The 1950s were full of crazy airplane production ideas of the eastern and western bloc.
They wanted to produce aircraft that did not require long runway distances and could take off and land vertically. French companies Dassault and Snecma were seriously investing in different aircraft design concepts.
This company, now known as Safran, formerly Snecma, was in favor of using a turbojet engine, not a propeller turboprop like other countries (for example, the USA) that had the idea of producing an airplane capable of vertical landing and take-off.
Turning these thoughts into action, Snecma tested the turbojet engine they developed for vertical landing and take-off aircraft design in 1958, and in the first test, it could take off for 800 meters without any external power support.
After the test was successful, the design of the aircraft started.
This turbojet engine, called ‘’Atar Volant’’, which managed to land and take off vertically, had serious stability problems during landing and take-off, and the designers decided that the design of the aircraft could not be a classical winged design.
Because they saw it quite risky. In this direction, it was decided to implement a design named “ring wing” contrary to the classical wing structure we know. In 1959, the first C-450 prototype with a Atar Volant engine started flight tests.
There was a worry about the flight of this very different design. In this unusual ring wing design, there were four vanes between the fuselage and the wing.
These vanes did not provide any lift, but they were responsible for moving the aircraft on axes and fixing the ring. In the first tests, this aircraft which could take off with a weight of 3000 kg, flew 100-200 meters and started to show hope, but it had some problems in flight controls and these problems caused the end of the design work.
In the 9th flight test of the Coleoptere, it was aimed to make it fly to a horizontal position with the control surfaces after taking off vertically, fly for a while like a normal airplane, and then return to the vertical position from the horizontal position and make a vertical landing.
The plane was successful until the normal flight phase but as soon as it started landing, the control surfaces started to get serious malfunctions.

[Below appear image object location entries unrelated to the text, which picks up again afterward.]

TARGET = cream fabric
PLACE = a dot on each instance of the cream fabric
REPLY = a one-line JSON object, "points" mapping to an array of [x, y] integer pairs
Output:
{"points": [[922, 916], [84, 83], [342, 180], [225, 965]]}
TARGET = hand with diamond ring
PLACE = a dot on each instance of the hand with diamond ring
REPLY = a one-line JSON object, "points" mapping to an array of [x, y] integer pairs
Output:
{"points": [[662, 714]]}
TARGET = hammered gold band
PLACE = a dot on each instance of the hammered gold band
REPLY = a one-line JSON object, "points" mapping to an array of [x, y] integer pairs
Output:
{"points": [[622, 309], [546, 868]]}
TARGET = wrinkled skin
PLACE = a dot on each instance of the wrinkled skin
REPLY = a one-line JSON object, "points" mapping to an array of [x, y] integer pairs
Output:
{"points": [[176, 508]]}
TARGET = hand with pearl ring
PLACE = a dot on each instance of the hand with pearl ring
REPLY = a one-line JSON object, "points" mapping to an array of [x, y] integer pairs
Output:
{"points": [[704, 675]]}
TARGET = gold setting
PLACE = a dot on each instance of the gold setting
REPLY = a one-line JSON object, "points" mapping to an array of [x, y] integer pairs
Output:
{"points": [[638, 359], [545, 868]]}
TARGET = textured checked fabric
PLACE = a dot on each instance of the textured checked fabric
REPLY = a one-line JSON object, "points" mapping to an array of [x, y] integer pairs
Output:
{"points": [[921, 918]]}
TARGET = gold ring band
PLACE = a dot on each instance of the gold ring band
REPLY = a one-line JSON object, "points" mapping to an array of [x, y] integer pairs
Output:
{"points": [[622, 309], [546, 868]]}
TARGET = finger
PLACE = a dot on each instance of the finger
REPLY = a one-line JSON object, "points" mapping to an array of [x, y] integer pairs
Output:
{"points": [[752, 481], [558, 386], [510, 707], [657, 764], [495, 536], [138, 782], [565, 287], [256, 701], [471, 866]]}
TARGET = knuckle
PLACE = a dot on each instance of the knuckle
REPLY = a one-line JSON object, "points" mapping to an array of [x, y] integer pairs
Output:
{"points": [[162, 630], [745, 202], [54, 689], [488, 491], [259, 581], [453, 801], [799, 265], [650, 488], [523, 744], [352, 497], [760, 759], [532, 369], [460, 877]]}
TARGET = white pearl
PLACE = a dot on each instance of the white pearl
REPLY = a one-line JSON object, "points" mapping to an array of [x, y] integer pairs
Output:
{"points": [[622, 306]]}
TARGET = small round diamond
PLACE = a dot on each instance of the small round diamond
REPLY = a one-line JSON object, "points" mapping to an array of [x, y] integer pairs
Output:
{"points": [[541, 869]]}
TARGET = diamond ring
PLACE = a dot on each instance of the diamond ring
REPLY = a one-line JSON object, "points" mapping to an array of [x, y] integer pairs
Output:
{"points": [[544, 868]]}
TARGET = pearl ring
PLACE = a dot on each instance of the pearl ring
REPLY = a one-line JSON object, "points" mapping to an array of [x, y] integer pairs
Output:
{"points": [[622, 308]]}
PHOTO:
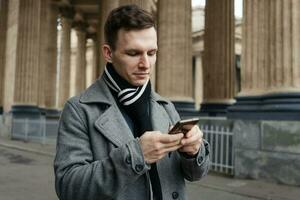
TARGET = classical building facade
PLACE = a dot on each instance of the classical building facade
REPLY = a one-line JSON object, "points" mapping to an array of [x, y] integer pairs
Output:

The plane stalled and crashed quickly. As a result, Snecma firm stopped investing in the production of the aircraft.
This aircraft did not allow time to tolerate a possible engine failure, compared to the classical winged aircraft.
Even if the engine fails in normal wing aircraft, it is possible to ensure a safe landing or engine restart thanks to the lift force on the wings.
In the ring wing structures, when the engine stops, the lift force also disappears and a sudden stall occurs. This was the biggest reason the design failed.
Technical Characteristics Of The Aircraft:
WINGS – Annular wing of light alloy construction, comprising two skins and internal structure. Chord 3.0m.
FUSELAGE – Conventional light alloy structure. Retractable fore-planes on nose.
TAIL UNIT – Cruciform fins and rudders of light alloy construction, mounted on trailing-edge of wing, to provide directional control in all axes.
LANDING GEAR – Four oleo-pneumatic legs mounted on trailing-edge of wing. Small castering wheels with rubber tyres. Wheel track 2.95m.
POWER PLANT – One SNECMA Atar 101E.V turbojet (3,700kg of thrust) mounted aft of cockpit in fuselage. Integral fuel tanks with total capacity of 700kg of fuel.